Stenography, or the art of leaving concealed messages in plain sight, were honed and improved by magician John Mulholland who became a CIA consultant – suggesting communication tactics that magicians used during tricks. Communication tactics could be something as simple as how they tied their shoe laces. Connecting them between the holes on both sides of a shoe in different ways could communicate another agent to follow their lead or other similar cues.

3. Document Grab

document grabber

This may be more convenient today with scanners and online documents, but the technique was vastly different decades ago. One technique involved a pincers device now on display at the CIA museum. The device was used during World War II and would be inserted into the unsealed gap of an envelope flap. The device the grabbed the paper and wound it up so it could be extracted through the gap in the envelope.

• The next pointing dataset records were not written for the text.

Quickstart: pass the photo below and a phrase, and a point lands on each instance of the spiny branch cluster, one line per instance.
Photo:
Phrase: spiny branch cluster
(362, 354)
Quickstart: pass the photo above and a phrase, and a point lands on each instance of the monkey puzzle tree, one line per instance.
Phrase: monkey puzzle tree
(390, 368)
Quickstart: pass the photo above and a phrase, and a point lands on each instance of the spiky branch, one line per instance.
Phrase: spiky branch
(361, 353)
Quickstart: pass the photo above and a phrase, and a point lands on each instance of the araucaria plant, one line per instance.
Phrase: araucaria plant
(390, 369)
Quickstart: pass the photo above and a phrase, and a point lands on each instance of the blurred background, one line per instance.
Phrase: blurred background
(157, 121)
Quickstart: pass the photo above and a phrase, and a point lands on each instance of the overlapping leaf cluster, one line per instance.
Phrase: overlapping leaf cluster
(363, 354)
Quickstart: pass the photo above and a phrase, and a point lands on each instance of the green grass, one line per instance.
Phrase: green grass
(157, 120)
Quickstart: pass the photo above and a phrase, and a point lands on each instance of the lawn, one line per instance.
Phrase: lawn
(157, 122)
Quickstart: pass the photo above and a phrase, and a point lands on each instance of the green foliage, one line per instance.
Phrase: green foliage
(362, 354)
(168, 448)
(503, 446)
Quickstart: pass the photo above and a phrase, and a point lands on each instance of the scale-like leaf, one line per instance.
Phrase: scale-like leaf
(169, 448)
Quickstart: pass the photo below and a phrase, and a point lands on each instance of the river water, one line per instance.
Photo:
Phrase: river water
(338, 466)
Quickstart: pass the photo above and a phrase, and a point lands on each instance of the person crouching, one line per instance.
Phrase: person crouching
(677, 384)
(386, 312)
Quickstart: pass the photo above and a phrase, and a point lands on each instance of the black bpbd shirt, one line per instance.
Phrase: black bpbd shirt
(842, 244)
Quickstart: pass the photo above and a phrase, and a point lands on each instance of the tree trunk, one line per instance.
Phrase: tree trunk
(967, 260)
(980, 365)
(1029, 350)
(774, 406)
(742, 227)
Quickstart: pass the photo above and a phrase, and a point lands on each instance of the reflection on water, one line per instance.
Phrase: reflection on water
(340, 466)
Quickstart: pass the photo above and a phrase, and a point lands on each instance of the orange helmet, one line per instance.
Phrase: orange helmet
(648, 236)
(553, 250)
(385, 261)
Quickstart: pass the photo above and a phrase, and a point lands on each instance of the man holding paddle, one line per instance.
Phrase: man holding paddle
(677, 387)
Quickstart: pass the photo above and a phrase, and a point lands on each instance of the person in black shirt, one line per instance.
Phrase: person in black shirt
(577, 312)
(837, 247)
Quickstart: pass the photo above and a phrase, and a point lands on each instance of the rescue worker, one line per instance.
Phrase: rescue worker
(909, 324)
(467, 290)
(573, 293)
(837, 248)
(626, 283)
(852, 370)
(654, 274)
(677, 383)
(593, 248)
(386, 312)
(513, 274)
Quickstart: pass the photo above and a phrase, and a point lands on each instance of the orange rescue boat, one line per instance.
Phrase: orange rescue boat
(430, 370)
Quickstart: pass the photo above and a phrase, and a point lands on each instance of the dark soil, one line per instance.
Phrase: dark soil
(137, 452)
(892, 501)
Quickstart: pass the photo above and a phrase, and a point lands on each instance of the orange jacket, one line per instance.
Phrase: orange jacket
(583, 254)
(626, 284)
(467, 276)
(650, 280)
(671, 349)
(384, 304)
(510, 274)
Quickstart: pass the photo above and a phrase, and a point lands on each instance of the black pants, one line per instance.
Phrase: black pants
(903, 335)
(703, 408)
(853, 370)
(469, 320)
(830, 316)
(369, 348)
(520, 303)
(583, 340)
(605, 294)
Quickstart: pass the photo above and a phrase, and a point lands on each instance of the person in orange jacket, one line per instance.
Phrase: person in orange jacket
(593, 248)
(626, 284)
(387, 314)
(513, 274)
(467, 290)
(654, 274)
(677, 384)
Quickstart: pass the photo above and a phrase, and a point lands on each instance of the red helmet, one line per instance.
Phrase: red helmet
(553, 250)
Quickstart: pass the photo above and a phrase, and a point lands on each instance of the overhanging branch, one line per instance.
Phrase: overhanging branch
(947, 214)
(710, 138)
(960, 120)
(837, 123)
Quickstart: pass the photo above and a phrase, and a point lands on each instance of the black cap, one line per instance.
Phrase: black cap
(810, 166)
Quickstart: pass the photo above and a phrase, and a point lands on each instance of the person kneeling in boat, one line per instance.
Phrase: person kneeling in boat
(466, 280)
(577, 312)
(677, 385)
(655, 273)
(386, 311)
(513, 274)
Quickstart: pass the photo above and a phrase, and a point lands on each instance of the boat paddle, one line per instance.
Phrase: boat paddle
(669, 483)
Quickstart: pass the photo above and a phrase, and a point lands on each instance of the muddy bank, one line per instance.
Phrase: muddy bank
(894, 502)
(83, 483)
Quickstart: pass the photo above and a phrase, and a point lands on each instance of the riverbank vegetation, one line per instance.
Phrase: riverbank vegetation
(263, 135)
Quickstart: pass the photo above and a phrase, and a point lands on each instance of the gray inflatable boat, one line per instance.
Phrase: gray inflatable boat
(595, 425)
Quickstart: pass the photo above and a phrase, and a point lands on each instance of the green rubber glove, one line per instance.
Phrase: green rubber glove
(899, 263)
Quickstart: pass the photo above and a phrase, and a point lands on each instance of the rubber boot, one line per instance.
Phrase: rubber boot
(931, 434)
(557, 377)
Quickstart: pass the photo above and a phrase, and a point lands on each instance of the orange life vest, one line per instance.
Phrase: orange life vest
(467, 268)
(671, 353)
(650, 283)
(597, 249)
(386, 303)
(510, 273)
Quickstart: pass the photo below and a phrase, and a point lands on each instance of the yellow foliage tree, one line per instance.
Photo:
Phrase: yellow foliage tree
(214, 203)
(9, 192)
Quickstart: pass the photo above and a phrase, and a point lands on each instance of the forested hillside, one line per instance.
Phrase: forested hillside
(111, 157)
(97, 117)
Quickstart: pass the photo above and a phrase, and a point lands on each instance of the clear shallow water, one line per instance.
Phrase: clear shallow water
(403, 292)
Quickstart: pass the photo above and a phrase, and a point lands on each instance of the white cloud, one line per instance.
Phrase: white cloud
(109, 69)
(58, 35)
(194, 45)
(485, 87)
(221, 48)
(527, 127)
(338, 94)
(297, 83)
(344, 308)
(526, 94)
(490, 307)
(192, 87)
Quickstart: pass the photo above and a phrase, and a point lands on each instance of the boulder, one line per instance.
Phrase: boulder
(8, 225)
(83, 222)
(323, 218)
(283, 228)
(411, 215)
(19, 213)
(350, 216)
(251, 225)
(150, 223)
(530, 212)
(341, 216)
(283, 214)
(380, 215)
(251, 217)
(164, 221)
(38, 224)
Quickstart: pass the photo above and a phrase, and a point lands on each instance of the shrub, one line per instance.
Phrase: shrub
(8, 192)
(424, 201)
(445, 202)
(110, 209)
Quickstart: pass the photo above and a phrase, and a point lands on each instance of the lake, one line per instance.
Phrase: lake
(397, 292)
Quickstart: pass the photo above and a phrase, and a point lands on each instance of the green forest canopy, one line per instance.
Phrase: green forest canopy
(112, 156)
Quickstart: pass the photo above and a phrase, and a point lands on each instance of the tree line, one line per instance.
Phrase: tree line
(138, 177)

2. Short-Range Coded Messages

SRAC device, Short Range Coded Messages

Before texting, e-mail, and cell phones, the CIA and other spy agencies were developing what they termed “short-range agent communications systems” or SRAC. Such a device in the 1970s acted much like texting today. The device resembled a calculator with a keyboard and stylus that could transmit 256 characters across a quarter mile range.

1. The “Brush Pass”

Brush Pass

The infamous “brush pass” for passing documents between agents is well known and has been being used since the Cold War era. Developed for use in hostile areas where U.S. agents were under constant surveillance, this technique was a complicated stage act. It required agents to plan a surreptitious moment where they are forced close enough together for a few seconds – long enough to pass a document between them.

While some of these techniques may seem cliché or tacky, that’s only because they’ve been taken mainstream by spy movies like James Bond and Mission Impossible. During their time, and probably still some today they were a matter of life or death for agents.